Pierre-Jean de Béranger
Béranger, Pierre-Jean de (1780-1857). Poet and songwriter. The son of a fairly humble Parisian family, he worked as a printer before obtaining a pension from Lucien Bonaparte and a clerical post in the University. He lost his post and was twice imprisoned under the Restoration on account of his songs. His first publication was Chansons morales et autres (1815), containing the anti-Napeolonic ‘Le Roi d'Yvetot’; this was followed by several more collections, the last being Chansons nouvelles et dernières (1833), with an important preface.
Béranger, who was much admired by Stendhal and Goethe, was honoured at his death as a national poet.
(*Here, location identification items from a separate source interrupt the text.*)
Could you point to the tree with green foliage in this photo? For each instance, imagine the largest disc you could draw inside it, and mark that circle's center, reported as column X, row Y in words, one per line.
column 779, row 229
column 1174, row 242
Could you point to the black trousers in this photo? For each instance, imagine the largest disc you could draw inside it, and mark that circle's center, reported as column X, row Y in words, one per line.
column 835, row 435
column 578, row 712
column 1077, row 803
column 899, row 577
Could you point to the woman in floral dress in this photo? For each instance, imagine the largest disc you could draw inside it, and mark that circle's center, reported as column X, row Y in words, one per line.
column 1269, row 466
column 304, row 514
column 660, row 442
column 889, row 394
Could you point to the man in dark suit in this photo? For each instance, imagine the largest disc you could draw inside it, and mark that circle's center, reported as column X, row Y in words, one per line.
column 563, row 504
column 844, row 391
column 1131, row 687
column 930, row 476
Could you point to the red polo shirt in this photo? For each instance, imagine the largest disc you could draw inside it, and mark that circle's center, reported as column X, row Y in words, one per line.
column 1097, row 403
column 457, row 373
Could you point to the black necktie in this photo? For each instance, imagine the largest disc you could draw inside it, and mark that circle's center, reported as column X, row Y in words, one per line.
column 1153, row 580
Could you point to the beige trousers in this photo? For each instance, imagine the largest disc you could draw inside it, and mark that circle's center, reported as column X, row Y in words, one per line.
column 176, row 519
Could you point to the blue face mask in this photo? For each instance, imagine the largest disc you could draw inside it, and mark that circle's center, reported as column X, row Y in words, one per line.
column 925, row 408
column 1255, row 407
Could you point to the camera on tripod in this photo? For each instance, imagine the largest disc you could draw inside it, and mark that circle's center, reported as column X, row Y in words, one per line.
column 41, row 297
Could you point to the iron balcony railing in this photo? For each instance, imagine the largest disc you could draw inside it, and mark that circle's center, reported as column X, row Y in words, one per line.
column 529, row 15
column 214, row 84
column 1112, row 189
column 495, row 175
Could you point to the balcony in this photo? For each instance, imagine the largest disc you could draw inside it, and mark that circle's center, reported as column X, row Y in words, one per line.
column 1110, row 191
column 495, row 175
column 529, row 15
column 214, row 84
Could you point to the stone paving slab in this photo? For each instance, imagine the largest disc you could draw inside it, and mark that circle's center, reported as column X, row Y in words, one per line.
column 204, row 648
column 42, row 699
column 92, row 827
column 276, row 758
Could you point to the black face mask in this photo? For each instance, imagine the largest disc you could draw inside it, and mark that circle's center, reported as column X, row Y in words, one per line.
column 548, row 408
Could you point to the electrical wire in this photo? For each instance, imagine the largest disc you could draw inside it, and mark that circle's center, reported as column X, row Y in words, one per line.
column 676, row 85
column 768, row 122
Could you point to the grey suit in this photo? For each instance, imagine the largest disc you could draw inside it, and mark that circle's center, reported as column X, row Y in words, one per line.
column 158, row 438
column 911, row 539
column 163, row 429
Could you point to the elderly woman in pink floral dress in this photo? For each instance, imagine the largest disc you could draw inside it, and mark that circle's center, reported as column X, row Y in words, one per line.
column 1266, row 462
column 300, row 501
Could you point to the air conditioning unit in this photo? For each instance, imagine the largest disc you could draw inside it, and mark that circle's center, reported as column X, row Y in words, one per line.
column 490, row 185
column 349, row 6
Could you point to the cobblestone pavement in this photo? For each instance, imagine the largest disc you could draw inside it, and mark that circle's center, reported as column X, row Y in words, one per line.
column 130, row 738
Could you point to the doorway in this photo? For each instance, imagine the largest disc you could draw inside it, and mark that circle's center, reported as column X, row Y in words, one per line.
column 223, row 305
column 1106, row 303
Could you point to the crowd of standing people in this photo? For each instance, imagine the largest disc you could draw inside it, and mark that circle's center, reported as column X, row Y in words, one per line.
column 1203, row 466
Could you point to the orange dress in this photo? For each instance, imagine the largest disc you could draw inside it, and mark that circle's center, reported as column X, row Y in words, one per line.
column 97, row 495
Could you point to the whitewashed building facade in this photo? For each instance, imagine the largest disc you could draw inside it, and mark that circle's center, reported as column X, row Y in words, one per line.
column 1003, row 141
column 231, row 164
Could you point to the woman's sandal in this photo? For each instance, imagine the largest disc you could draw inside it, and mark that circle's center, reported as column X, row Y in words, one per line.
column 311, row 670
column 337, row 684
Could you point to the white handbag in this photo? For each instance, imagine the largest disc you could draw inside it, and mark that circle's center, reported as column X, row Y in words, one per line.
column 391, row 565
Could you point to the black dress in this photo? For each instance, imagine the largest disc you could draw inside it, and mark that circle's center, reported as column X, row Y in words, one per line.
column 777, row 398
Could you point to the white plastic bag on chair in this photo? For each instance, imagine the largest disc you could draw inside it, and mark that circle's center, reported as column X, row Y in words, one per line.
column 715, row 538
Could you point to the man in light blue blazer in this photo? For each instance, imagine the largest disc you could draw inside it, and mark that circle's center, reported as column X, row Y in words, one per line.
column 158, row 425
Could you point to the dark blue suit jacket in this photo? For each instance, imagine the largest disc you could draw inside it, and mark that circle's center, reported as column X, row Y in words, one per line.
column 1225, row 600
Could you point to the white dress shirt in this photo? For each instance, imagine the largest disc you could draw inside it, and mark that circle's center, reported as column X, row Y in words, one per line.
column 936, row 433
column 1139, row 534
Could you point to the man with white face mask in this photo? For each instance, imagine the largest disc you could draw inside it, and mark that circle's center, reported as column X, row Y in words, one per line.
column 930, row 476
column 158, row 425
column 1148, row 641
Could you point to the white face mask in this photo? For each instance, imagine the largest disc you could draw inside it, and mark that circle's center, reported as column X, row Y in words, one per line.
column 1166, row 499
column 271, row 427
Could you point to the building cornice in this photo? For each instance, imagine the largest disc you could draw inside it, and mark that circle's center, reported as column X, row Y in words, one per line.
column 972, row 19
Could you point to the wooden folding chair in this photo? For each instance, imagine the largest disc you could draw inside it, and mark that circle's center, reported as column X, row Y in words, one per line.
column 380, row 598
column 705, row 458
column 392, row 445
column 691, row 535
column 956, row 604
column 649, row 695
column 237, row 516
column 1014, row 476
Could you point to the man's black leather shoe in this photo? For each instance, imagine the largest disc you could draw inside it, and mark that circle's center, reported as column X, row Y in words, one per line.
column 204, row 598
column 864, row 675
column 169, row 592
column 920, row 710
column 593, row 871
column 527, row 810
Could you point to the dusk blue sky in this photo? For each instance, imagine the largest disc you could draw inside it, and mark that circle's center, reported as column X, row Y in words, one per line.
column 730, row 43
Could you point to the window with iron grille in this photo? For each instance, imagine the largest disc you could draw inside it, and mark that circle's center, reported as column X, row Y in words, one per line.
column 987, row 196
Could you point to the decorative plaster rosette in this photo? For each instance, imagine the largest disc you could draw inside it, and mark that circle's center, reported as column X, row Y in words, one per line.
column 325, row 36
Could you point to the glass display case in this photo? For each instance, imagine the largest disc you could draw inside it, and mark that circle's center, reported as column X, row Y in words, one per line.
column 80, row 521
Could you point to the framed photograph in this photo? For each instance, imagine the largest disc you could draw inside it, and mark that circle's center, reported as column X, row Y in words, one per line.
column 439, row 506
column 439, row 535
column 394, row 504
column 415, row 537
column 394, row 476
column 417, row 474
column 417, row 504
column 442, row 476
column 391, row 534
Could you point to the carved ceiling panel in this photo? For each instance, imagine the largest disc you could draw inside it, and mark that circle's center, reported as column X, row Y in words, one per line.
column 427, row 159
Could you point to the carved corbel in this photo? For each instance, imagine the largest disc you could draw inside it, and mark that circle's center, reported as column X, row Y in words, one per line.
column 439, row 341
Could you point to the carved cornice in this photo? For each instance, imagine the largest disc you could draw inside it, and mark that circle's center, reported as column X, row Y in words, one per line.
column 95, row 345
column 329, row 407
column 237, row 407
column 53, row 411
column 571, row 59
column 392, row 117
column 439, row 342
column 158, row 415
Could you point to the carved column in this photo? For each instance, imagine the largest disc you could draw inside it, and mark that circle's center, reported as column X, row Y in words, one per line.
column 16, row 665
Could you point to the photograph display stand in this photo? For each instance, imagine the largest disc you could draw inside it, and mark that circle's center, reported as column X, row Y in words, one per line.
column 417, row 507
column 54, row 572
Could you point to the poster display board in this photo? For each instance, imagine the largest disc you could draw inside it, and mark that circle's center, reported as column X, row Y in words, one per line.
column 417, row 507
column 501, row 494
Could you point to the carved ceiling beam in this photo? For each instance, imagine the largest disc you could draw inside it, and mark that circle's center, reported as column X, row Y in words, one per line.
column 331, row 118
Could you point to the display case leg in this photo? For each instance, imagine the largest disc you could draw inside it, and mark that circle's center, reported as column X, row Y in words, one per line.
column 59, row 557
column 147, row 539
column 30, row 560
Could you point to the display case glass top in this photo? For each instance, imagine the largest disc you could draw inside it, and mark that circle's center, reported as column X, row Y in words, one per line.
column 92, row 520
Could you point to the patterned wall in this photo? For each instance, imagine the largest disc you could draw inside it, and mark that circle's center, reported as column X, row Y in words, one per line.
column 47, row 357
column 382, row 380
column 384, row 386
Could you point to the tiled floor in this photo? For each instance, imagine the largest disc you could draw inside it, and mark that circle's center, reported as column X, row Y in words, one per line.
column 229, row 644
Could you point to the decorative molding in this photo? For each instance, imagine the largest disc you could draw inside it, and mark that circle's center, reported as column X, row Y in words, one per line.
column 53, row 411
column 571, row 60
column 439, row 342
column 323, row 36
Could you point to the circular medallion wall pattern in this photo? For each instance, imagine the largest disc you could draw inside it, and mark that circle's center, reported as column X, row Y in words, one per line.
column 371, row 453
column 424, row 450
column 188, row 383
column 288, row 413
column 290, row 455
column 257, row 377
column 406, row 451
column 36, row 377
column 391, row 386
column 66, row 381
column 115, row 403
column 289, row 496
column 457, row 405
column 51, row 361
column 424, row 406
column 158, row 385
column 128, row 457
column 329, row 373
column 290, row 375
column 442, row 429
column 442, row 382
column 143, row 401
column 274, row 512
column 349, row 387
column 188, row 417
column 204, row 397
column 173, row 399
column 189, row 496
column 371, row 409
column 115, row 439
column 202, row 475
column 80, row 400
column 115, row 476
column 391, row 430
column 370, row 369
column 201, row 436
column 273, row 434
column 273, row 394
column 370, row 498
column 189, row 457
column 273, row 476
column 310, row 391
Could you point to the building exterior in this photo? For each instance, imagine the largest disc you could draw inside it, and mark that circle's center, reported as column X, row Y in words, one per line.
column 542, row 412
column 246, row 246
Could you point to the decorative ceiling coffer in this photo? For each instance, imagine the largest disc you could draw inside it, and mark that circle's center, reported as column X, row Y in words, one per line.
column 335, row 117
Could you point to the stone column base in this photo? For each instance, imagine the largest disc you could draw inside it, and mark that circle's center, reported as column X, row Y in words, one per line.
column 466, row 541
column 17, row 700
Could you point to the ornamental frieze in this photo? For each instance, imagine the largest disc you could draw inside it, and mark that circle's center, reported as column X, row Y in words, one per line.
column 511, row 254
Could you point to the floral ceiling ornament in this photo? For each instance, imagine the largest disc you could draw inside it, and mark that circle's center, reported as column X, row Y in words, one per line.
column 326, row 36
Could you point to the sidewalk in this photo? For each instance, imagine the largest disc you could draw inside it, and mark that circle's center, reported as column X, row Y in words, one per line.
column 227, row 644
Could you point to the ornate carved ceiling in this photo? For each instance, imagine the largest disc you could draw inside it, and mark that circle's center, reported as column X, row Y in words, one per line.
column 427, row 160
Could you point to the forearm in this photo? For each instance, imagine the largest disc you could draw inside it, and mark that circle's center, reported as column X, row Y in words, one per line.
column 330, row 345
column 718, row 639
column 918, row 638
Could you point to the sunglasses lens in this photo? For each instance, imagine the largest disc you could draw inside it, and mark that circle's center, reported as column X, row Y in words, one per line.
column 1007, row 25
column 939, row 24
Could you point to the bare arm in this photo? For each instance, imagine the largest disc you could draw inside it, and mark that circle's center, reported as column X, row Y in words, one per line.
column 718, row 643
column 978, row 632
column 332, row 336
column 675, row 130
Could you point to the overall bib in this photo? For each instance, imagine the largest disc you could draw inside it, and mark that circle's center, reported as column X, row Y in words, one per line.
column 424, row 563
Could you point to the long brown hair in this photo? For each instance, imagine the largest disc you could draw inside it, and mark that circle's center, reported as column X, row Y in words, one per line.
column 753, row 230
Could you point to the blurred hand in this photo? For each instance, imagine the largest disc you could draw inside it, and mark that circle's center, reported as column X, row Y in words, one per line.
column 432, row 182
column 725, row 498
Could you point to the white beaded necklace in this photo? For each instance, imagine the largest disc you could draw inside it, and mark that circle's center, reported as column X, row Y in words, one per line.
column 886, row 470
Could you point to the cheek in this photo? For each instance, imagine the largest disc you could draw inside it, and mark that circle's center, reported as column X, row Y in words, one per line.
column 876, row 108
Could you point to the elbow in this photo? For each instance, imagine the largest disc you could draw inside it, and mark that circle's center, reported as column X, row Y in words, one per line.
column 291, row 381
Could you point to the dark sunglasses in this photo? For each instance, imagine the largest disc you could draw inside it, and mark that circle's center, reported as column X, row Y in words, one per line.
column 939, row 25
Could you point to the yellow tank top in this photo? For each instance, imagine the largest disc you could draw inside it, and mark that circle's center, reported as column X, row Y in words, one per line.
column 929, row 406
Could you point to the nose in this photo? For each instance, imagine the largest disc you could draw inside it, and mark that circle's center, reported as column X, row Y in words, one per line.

His witty, good-humoured poems and songs crystallized myths of the French rural past, of French popular mentality, and of Bonapartism and spoke to the needs and aspirations of a wide range of readers at specific moments in history. His anticlericalism and anti-royalism placed him in the central tradition of liberal republicanism and made of him an exemplary opponent of the Restoration, his imprisonment further serving to enhance his legendary status.
It is generally accepted that his songs played a significant part in the 1830 Revolution [see July Monarchy], and they continued to have a stirring effect on working-class republicans throughout the century. However, in the eyes of avant-garde writers such as Baudelaire or Flaubert—those committed to the quest for formal perfection and the exposure of hypocrisies and pieties of all factions—Béranger was worthy only of contempt. Baudelaire poured scorn on the easy sentimentality and hearty bawdiness of his songs. The same view has generally prevailed in literary circles; Thibaudet even found Béranger indistinguishable from Flaubert's Homais. Robert Louis Stevenson has a good and much more sympathetic piece about him in the Encyclopedia Britannica (11th edn.).